Standard errors are clustered at the school level, with sensitivity analyses using alternative clustering structures. The models are estimated both with and without student-level controls (gender, race/ethnicity, socioeconomic indicators, prior achievement) and time-varying school characteristics. The authors also conduct regression-based balance tests on predetermined variables and event-study analyses to assess pre-treatment trends. Additional robustness checks use estimators designed to accommodate heterogeneous treatment effects and potential parallel-trend violations. The methodological approach aligns with contemporary causal inference practices for observational policy evaluations.
Findings/Size Effects
First-stage results indicate that TAM exposure substantially increased participation in TAM coursework. Take-up was markedly higher among girls than boys. White girls exhibited the largest increases in TAM completion, while Black girls showed strong increases in initial enrollment but far lower completion rates. Boys’ participation rose modestly.
Regarding career outcomes, TAM exposure increased the likelihood of becoming a teacher by 0.6 percentage points, representing roughly a 45 percent increase relative to baseline rates. Effects were heterogeneous: White girls experienced a 1.4pp increase, Black girls a 0.7pp increase, and boys a 0.2pp increase. The magnitude differences reflect variation in both baseline probabilities and program engagement.
The study also finds no overall increase in employment as instructional aides, though reductions appear for boys and Black girls, suggesting some substitution from aide roles toward teaching. Among White girls induced into teaching, a large share entered the profession locally within their home districts. Black girls induced into teaching were less likely to remain local and more likely to work in districts with higher shares of Black teachers or higher starting salaries.
Educational attainment effects show that TAM exposure modestly increased high school graduation and college enrollment, with particularly pronounced gains for Black girls’ graduation rates. Evidence suggests TAM operated through both extensive-margin mechanisms (increasing educational attainment) and intensive-margin mechanisms (shifting occupational preferences among students already likely to attend college).

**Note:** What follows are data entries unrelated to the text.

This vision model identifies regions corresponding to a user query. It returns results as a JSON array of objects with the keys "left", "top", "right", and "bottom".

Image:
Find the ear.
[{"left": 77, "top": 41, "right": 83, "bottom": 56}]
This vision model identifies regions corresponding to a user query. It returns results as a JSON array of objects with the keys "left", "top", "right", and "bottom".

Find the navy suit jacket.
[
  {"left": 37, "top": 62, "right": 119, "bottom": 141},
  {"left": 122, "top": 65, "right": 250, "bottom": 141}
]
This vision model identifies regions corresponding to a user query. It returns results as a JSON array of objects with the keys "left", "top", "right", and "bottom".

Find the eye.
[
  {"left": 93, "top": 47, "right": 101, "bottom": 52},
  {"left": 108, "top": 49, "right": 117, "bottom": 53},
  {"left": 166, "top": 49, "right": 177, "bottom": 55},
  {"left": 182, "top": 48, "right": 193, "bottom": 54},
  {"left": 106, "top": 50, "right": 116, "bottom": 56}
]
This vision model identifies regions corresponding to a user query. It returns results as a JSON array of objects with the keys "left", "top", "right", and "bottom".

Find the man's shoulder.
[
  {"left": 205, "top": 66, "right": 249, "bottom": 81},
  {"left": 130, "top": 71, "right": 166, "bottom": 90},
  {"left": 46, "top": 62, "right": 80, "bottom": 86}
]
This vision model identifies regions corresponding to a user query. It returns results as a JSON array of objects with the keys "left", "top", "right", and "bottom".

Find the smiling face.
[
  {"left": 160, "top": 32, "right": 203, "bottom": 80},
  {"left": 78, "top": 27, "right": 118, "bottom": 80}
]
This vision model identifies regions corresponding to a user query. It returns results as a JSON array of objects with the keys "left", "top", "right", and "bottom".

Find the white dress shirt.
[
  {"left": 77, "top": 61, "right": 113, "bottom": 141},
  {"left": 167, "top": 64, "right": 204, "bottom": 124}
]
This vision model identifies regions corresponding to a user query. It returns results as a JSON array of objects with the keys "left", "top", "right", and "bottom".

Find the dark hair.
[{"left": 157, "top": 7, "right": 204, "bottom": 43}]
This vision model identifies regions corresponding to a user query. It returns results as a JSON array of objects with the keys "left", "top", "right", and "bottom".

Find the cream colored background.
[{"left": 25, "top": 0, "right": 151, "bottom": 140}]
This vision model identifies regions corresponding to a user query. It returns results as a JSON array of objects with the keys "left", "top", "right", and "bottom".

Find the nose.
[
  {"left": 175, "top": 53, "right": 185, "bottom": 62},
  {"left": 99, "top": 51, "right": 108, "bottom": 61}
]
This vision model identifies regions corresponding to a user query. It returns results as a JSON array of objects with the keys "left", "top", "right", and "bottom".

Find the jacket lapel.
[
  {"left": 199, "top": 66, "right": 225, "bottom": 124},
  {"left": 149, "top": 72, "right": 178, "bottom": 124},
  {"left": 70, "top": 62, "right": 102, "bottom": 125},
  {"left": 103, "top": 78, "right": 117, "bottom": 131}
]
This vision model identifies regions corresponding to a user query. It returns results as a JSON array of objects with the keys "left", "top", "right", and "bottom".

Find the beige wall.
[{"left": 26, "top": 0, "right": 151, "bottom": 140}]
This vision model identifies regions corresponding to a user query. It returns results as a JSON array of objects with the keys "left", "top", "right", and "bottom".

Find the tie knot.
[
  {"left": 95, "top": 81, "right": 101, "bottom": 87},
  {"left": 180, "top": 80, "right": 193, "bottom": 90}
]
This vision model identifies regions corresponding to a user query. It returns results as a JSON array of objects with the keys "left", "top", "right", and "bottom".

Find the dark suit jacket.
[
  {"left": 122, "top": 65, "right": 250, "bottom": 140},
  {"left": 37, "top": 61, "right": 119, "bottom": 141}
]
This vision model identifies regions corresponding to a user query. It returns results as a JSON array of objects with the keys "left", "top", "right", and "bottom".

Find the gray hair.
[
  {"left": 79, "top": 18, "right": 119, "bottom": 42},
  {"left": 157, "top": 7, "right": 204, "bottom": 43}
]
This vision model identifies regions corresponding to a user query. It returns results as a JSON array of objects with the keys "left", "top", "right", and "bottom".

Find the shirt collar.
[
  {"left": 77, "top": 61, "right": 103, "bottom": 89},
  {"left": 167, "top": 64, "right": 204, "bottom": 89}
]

Earnings analyses reveal that TAM exposure increased wages by approximately 5 percent on average and 18 percent for Black girls. Importantly, the study finds no statistically significant evidence of earnings reductions, countering concerns that teaching-oriented pathways might divert students from more lucrative careers. Wage gains are especially large at the lower end of the earnings distribution, consistent with movement from lower-paying aide positions into teaching roles.
Conclusion
The authors conclude that TAM produced measurable long-run effects on occupational entry into teaching and early-career earnings. The program appears effective in increasing the supply of new teachers, though impacts differ across demographic groups. While White girls show the largest absolute increases and strong local retention patterns, Black girls experience large relative increases and distinct mobility responses tied to district composition and salaries.
The study emphasizes that GYO-style CTE pathways can influence both educational attainment and career selection without detectable earnings penalties. The findings extend the literature by providing rare causal evidence on a large-scale, precollegiate teacher recruitment initiative. Although the institutional context is Maryland-specific, the mechanisms examined—early career exposure, credit articulation, and occupational signaling—are likely relevant to other jurisdictions considering similar programs.